Pareceu-me um estranho híbrido de Pessoa com Álvaro de Campos - e a relação entre os dois já era estranha. Para além de toda a brincadeira barroca com as repetições e paradoxos e jogos de conceitos, há, na realidade, uma coerente reflexão (raios!, reflexão!, pensamento!, pensar!) sobre os malefícios do pensamento. E penso que ninguém discorda delas, nem que seja por preguiça de pensar para não ter de pensar se concorda com pensar ser pior que não pensar.
É, essencialmente, um poema muito forte, e deve-o a umas duas ou três comparações que são violentíssimas e, por isso mesmo, excepcionais: a "andorinha a quem arrancaram o coração" ou a "coruja a quem tiraram a razão" (este verso significou muito para mim por razões particulares que demoraria aqui a revelar).
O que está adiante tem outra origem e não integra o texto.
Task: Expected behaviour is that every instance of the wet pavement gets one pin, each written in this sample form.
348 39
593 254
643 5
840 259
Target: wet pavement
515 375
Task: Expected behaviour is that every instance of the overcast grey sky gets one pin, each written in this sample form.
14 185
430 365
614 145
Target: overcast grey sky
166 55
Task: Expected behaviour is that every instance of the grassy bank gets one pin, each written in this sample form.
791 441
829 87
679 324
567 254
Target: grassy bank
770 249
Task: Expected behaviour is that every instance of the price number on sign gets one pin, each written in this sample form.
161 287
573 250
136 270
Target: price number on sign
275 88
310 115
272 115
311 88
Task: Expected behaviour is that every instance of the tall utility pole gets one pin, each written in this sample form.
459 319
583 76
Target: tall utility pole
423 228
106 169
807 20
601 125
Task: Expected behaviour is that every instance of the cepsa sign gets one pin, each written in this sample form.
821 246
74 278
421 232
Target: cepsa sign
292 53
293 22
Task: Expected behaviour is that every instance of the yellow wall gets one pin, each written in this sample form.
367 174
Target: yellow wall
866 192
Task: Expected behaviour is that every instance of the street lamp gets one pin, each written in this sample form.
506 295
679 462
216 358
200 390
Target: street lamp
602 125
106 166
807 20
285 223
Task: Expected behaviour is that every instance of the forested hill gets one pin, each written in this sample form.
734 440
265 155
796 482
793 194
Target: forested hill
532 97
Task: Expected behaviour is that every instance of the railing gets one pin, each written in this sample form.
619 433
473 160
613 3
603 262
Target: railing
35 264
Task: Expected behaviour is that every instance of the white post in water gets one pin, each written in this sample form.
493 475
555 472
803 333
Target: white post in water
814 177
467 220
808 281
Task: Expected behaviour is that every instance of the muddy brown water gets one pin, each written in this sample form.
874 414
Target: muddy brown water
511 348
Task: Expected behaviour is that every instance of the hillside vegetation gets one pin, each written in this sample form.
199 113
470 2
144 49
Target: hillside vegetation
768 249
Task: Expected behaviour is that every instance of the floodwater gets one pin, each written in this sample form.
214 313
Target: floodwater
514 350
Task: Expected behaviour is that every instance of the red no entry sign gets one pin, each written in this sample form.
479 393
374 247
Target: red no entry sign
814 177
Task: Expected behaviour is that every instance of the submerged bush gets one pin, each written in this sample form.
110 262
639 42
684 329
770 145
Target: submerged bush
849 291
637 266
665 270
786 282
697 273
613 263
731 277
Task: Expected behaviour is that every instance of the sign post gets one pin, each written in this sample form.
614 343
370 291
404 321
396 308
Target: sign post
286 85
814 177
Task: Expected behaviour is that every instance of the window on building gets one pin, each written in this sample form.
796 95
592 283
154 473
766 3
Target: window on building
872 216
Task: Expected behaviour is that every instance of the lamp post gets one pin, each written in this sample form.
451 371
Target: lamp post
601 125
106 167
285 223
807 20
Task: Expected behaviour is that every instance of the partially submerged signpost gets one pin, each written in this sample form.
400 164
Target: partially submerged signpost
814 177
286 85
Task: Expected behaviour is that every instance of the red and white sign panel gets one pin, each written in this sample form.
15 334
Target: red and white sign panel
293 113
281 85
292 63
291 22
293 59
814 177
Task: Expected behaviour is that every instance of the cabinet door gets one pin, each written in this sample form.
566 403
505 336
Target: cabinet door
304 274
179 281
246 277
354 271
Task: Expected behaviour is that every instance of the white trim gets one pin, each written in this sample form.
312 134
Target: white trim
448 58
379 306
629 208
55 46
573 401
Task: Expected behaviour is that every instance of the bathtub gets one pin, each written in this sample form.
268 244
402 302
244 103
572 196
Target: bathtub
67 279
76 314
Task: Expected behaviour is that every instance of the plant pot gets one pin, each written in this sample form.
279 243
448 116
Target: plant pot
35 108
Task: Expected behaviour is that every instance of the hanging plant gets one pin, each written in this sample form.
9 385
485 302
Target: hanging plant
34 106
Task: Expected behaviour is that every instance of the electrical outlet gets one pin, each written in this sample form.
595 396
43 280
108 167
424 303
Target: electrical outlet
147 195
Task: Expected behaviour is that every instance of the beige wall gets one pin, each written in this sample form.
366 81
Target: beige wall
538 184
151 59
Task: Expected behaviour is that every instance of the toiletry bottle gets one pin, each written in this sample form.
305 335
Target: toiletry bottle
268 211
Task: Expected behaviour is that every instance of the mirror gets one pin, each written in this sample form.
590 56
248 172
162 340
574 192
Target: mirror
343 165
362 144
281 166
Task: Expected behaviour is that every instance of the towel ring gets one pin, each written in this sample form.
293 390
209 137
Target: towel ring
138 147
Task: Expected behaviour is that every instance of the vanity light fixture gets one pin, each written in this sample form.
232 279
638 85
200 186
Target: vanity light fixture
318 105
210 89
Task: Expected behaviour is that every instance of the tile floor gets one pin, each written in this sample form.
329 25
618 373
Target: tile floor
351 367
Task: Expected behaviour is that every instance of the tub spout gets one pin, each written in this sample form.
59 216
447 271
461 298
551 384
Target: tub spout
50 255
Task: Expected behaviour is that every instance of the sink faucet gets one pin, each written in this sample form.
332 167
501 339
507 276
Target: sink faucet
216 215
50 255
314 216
Porém, ainda que todo o poema fosse mau - e na realidade todo o poema é fantástico, a última estrofe seria o suficiente para o redimir. É absolutamente formidável, de um visualismo aberrante, d eum primitivismo selvagem: uma cuspidela bárbara na beleza lírica e, por isso, corajosa, audaciosa, marcante. Muito marcante. Mesmo muito marcante (tenho a imagem às cambalhotas dentro de mim).